Je mehr Abstand er vom Rennen bekomme, desto mehr würde er sich über Silber freuen, kündigte Biedermann an. Der Mann aus Halle an der Saale hat viele Titel gesammelt in seiner Karriere, seine Auftritte sind stets von hohen Erwartungen begleitet.

Philip Heintz ist von großen Hoffnungen bisher weitgehend verschont geblieben, das dürfte seine unbeschwerte Art erklären. In London 2012 war Heintz zwar auch dabei, doch er sollte vorrangig Wettkampferfahrung sammeln, nicht Medaillen gewinnen. Im vergangenen Dezember sicherte sich der Mann aus Heidelberg dann seinen ersten internationalen Erfolg: Er wurde überraschend Kurzbahn-Europameister, nun die nicht weniger überraschende Silbermedaille in Berlin.

Natürlich war es Heintz nicht verborgen gelieben, dass er um Haaresbreite Europameister auf der Langbahn geworden wäre. Das Wort "ärgerlich" sprach er aus, doch es stand nur kurz im Raum, am Ende legte sich die Freude über jegliches Hadern. "Im Endeffekt ist es wohl besser für mich, dass ich nicht Gold geholt habe", erklärte Heintz, "sonst nimmt man sich vielleicht ein bisschen zurück und hat nicht mehr den Ansporn wie mit einer Silbermedaille". Im kommenden Jahr findet ja noch eine Weltmeisterschaft statt.

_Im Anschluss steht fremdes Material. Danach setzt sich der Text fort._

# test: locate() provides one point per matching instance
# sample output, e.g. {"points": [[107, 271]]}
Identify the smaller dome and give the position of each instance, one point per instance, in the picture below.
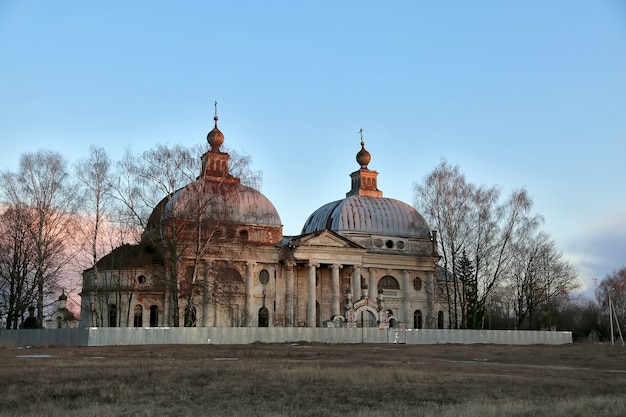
{"points": [[215, 137], [363, 157]]}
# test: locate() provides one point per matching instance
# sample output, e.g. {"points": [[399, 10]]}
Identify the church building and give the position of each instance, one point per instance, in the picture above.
{"points": [[213, 254]]}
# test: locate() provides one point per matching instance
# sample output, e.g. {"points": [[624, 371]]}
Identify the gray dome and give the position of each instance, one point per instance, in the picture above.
{"points": [[383, 216]]}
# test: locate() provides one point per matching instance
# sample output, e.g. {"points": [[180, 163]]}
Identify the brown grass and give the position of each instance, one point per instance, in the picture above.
{"points": [[315, 380]]}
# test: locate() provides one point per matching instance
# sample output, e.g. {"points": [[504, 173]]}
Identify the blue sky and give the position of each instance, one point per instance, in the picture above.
{"points": [[518, 93]]}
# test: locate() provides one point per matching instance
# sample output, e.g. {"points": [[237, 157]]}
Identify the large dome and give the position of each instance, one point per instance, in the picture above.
{"points": [[365, 211], [371, 215], [234, 204]]}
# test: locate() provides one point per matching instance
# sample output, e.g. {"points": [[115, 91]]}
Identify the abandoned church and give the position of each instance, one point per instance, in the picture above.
{"points": [[213, 254]]}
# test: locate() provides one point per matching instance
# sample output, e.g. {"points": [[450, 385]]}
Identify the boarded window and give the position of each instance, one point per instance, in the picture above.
{"points": [[154, 316], [138, 316]]}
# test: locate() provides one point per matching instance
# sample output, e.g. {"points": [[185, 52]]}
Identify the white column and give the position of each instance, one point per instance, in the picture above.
{"points": [[289, 290], [336, 310], [373, 287], [310, 317], [430, 318], [206, 266], [406, 303], [356, 284], [249, 278]]}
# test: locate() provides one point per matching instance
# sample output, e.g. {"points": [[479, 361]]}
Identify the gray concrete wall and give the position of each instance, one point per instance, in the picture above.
{"points": [[246, 335]]}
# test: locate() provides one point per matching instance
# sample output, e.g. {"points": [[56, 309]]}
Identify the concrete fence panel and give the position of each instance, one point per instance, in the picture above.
{"points": [[228, 335]]}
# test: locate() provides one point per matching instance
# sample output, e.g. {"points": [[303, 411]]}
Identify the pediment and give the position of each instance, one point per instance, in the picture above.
{"points": [[326, 239]]}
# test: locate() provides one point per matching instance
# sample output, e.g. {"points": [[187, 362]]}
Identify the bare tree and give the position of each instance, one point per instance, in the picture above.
{"points": [[613, 286], [446, 201], [93, 174], [475, 231], [43, 185], [541, 281], [17, 259]]}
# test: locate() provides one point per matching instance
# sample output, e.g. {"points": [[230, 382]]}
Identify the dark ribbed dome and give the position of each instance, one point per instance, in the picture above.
{"points": [[384, 216]]}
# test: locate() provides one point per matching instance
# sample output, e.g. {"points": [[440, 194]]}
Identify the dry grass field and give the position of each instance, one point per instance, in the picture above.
{"points": [[314, 380]]}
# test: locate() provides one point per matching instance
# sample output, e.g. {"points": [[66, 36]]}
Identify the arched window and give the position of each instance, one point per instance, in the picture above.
{"points": [[112, 315], [190, 317], [388, 283], [138, 316], [264, 276], [417, 283], [366, 319], [154, 316], [264, 317], [417, 319]]}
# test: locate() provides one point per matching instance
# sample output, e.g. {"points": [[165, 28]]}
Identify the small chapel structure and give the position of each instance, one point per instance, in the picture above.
{"points": [[213, 254]]}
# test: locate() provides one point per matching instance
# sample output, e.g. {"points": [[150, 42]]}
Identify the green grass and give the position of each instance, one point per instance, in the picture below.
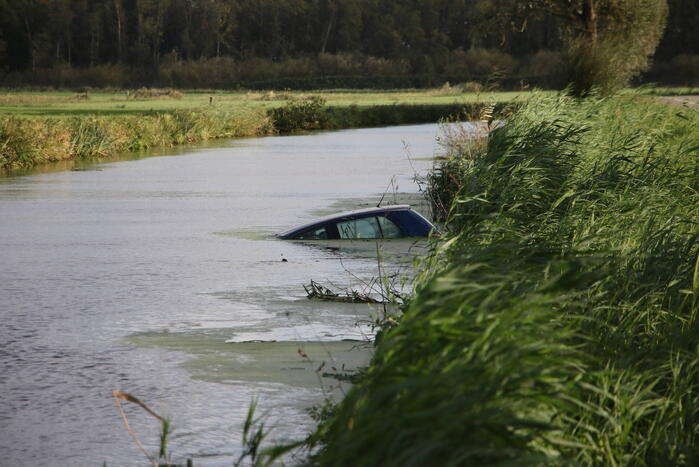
{"points": [[40, 127], [557, 321], [65, 104]]}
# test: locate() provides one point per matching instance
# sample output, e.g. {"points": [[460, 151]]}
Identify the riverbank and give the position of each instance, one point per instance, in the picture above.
{"points": [[37, 128], [557, 321]]}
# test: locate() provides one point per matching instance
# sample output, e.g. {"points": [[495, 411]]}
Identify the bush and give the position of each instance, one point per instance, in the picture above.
{"points": [[303, 114]]}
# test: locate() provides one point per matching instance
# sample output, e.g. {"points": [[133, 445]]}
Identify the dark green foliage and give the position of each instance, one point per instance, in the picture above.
{"points": [[304, 114], [305, 44], [557, 324]]}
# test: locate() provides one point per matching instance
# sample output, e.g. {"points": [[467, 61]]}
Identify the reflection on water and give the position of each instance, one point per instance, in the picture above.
{"points": [[150, 275]]}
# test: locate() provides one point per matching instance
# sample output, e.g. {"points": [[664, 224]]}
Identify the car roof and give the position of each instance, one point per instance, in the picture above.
{"points": [[358, 212]]}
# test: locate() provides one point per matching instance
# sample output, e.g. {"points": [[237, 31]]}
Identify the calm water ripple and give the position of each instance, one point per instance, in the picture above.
{"points": [[134, 274]]}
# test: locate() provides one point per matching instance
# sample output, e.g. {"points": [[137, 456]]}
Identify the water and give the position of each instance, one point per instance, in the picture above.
{"points": [[149, 276]]}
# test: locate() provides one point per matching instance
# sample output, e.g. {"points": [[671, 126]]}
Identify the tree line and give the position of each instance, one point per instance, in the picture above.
{"points": [[418, 37]]}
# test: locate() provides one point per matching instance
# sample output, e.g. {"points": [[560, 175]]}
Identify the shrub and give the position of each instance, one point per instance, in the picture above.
{"points": [[302, 114]]}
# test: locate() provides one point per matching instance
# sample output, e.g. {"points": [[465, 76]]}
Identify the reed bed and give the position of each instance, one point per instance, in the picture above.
{"points": [[26, 142], [557, 322]]}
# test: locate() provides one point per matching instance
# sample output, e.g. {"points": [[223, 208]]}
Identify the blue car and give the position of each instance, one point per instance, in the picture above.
{"points": [[373, 223]]}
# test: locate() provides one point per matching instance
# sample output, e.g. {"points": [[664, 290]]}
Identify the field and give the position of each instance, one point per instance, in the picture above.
{"points": [[41, 127]]}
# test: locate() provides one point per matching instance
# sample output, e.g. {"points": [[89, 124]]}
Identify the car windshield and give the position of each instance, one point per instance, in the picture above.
{"points": [[367, 227]]}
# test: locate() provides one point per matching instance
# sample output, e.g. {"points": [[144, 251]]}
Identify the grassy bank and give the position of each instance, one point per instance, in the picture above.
{"points": [[557, 322], [40, 127]]}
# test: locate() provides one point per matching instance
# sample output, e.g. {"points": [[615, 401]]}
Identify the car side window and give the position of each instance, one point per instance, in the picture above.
{"points": [[389, 229], [367, 227], [317, 234]]}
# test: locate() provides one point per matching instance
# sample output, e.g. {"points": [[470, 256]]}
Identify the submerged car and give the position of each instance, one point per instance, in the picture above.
{"points": [[381, 222]]}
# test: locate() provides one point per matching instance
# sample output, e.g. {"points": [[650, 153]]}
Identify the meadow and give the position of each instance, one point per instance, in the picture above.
{"points": [[41, 127], [138, 102], [556, 321]]}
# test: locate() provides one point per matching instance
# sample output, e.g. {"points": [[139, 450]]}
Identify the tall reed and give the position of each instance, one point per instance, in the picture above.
{"points": [[26, 142], [557, 323]]}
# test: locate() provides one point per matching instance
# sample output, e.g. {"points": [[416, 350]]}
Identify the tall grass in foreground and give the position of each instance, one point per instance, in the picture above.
{"points": [[557, 323], [26, 142]]}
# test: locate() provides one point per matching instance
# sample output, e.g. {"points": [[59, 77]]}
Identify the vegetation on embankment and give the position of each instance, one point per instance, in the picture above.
{"points": [[46, 127], [26, 142], [557, 321]]}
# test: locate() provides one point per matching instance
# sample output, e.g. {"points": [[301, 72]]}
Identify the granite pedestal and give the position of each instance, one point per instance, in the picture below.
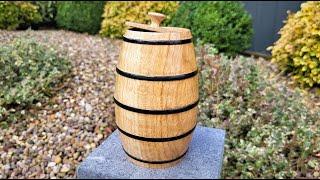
{"points": [[203, 160]]}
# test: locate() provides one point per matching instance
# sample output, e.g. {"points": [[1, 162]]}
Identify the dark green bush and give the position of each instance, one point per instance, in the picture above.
{"points": [[81, 16], [48, 11], [271, 130], [15, 14], [28, 73], [226, 24]]}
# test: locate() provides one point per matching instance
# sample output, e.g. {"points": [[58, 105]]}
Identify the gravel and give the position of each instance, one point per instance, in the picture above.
{"points": [[61, 133]]}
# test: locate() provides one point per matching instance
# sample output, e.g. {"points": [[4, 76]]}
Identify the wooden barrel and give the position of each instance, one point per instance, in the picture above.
{"points": [[156, 95]]}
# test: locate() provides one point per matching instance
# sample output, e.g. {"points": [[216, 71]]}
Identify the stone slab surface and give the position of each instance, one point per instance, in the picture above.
{"points": [[203, 160]]}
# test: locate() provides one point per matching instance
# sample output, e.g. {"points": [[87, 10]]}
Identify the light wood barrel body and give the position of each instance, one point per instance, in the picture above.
{"points": [[156, 96]]}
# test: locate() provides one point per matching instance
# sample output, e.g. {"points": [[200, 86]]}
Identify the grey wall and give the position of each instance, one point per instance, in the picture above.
{"points": [[268, 17]]}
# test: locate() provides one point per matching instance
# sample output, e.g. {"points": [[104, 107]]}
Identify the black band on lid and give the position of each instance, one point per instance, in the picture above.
{"points": [[157, 42]]}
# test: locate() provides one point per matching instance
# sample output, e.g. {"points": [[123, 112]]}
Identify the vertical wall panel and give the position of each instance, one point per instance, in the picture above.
{"points": [[268, 17]]}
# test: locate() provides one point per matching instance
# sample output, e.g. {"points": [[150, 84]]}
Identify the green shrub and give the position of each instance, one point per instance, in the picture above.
{"points": [[48, 11], [271, 133], [298, 49], [226, 24], [17, 14], [80, 16], [117, 13], [28, 73]]}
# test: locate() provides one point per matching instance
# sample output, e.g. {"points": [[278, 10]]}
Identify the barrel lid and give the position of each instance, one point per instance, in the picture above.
{"points": [[153, 31]]}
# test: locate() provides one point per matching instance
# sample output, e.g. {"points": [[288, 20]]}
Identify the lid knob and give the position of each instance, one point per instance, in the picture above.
{"points": [[156, 18]]}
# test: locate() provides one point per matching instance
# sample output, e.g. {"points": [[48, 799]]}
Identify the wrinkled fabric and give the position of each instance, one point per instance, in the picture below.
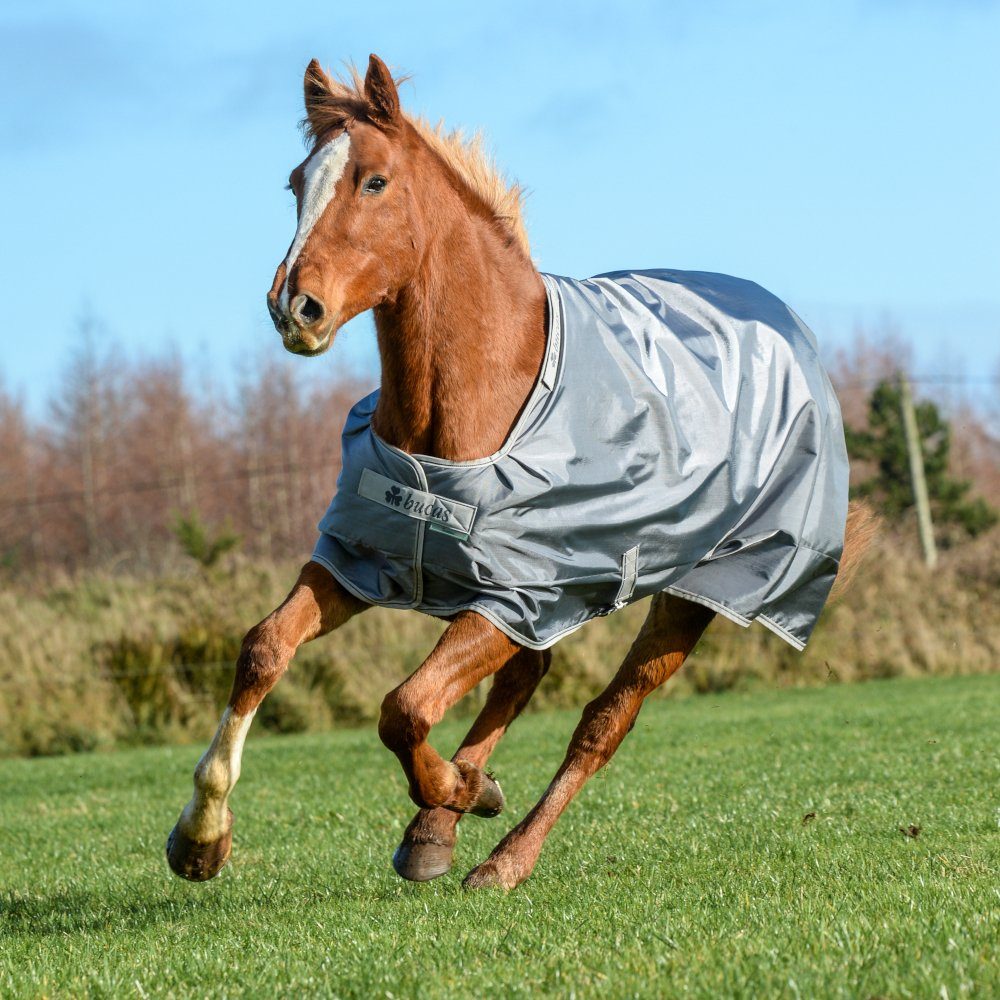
{"points": [[683, 436]]}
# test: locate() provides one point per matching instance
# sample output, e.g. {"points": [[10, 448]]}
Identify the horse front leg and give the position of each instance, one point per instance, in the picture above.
{"points": [[470, 650], [429, 841], [200, 844]]}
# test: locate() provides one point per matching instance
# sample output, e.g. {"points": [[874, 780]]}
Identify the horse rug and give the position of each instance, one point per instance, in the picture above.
{"points": [[682, 436]]}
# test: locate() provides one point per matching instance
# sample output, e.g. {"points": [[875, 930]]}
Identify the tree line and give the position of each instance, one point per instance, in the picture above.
{"points": [[134, 462]]}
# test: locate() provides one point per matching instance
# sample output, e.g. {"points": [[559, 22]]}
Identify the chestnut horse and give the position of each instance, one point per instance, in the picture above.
{"points": [[399, 218]]}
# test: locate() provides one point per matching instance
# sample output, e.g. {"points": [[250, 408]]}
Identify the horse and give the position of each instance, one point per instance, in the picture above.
{"points": [[415, 224]]}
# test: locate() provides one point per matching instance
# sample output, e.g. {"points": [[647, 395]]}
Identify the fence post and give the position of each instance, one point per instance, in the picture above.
{"points": [[917, 476]]}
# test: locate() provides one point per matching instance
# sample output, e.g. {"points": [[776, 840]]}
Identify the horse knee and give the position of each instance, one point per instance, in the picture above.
{"points": [[262, 660], [402, 723]]}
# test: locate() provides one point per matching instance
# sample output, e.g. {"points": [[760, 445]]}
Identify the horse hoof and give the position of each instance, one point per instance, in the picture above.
{"points": [[490, 801], [195, 861], [418, 862]]}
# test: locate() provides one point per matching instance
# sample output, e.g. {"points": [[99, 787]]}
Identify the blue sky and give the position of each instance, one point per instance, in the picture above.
{"points": [[844, 155]]}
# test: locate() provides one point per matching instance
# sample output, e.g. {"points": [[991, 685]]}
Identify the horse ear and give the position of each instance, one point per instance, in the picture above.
{"points": [[381, 93], [318, 91]]}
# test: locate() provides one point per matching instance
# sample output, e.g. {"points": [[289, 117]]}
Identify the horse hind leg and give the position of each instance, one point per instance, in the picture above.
{"points": [[428, 843], [200, 843], [671, 630]]}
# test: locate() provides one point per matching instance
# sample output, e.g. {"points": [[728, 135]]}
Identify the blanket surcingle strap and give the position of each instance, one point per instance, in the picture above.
{"points": [[682, 436]]}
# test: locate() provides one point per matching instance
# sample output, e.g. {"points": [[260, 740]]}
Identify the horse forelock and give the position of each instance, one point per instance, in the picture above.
{"points": [[343, 102]]}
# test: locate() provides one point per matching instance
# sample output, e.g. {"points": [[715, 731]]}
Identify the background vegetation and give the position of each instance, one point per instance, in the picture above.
{"points": [[145, 524]]}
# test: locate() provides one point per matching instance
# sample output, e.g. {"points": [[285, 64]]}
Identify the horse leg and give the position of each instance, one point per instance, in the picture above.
{"points": [[426, 849], [671, 630], [200, 843], [469, 650]]}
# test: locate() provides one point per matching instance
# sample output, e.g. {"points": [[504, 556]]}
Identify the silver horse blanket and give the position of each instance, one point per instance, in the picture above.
{"points": [[683, 436]]}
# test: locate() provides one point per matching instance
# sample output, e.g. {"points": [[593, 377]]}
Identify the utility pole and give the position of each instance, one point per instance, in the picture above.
{"points": [[917, 476]]}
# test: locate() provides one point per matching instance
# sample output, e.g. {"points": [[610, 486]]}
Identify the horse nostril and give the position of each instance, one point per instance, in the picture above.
{"points": [[307, 310]]}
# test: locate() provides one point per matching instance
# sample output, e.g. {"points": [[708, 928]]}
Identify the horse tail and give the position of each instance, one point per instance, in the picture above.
{"points": [[863, 525]]}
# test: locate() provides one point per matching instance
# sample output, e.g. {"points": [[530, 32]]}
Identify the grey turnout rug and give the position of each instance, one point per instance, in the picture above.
{"points": [[683, 436]]}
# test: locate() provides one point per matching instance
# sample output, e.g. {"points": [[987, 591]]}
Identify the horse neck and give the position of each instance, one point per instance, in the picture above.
{"points": [[461, 345]]}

Die erste Siegerehrung absolvierte Heintz wie ein Routinier. Auf dem Weg zum Siegerfoto schaut er dann aber doch etwas ungläubig auf die silberne Plakette, die da um seinen Hals baumelt. Er werde am Abend tot ins Bett fallen, kündigte Heintz noch an, das Rennen habe ihn ausgelaugt. "Morgen werde ich das dann richtig genießen", sagte er. Dann kehrte das Lächeln zurück, es verließ sein Gesicht an diesem Tag nicht mehr.